In an O&M scenario, alarm filtering and root cause failure analysis are the core tasks of alarm handling. Because of the complexity of the network and the large amount of alarm data, a lot of manpower is needed in traditional O&M to analyze root cause failures. This problem is solved after the AI is introduced. Historical alarms are analyzed, and rules of root cause failures are identified through machine learning. Alarm recovery verifies the effectiveness of the rules, and the manual inspection after unsupervised machine learning ensures the accuracy of the rules.
By working with a carrier, ZTE collected 10 million historical alarms in the carrier's network, and performed alarm filtering and alarm correlation analysis through unsupervised machine learning. The high-performance big data cluster formed by several servers needs a few hours at the beginning to generate 100 rules (including many invalid rules) ; and then it only needs 10 minutes to generate 62 valid alarm correlation patterns after delimiting the algorithm parameters and continuously tuning them. The patterns cover many fields including the bearer network, core network, and wireless access. Traditionally six experts are required to work several weeks to create alarm correlation patterns, and there is great difficulty in developing cross-field alarm correlation.

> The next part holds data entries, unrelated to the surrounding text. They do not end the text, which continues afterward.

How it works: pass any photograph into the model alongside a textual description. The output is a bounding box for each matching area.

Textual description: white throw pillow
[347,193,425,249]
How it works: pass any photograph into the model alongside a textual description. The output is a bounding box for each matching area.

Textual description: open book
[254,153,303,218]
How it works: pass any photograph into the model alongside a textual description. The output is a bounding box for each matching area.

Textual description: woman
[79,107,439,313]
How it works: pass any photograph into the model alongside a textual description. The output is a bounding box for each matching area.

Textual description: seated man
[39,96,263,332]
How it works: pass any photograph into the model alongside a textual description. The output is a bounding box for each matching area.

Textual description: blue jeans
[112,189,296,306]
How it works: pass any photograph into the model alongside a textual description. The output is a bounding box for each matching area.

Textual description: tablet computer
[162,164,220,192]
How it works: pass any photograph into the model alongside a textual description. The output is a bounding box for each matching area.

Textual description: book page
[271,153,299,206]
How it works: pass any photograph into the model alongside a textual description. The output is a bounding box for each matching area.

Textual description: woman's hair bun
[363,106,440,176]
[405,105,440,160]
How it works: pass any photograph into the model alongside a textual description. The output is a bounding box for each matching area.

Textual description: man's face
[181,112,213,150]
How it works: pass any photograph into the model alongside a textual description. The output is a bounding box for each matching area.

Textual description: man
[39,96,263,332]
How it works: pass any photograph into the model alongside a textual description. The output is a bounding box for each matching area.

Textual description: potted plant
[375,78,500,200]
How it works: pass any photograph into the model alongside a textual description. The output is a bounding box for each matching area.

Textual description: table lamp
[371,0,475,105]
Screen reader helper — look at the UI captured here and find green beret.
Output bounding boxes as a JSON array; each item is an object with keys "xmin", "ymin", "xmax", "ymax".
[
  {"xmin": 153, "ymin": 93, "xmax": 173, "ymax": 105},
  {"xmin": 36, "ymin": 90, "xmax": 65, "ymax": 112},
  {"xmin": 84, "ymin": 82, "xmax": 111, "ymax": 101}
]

ZTE's next-generation O&M system reduces the time to 10 minutes, and can be quickly introduced into the existing network to improve the efficiency greatly.
The video quality on mobile phones has been gradually upgraded to HD. The improvement of video quality increases the network traffic. When the next-generation O&M system becomes aware of the increased forwarding load on the pre-deployed virtualized network elements and predicts that the I/O throughput of the network elements will exceed the baseline, its policy center will automatically determine that it is necessary to scale out and instruct the orchestration system to scale out. Within a time window after sending the instruction, the O&M system checks whether the KPIs of virtualized network elements are reduced to a proper range. If scale-out fails, scale-out is continued, and the system instructs technicians to check the scaling policies manually.
An automatic closed-loop is capable of automatic service recovery but not capable of solving hardware-related faults automatically. When a hardware fault occurs during O&M, the vMaster identifies the fault and assigns a trouble ticket to the technicians. Automated ticketing and resource scheduling, designing policies like O&M path, when combined with the AI, allows the efficiency of a manually controlled closed-loop to be improved.

 

The Future Road

The age of intelligence has arrived when AlphaGo beat a human. The AI will play a greater role in more fields. In the telecom field, the development of cloud, SDN/NFV, and 5G is accelerating. We can foresee that the related O&M will also be optimized for improved cost savings and efficiency. The AI has begun to show effects in O&M. ZTE's next-generation O&M system will further improve the O&M experience and give more value to users. ZTE is actively participating in the development of 5G standards and related technologies. When new technologies such as cloudification and SDN/NFV are triggering the rapid development of new types of networks, ZTE will continue to take the lead in this technology tide.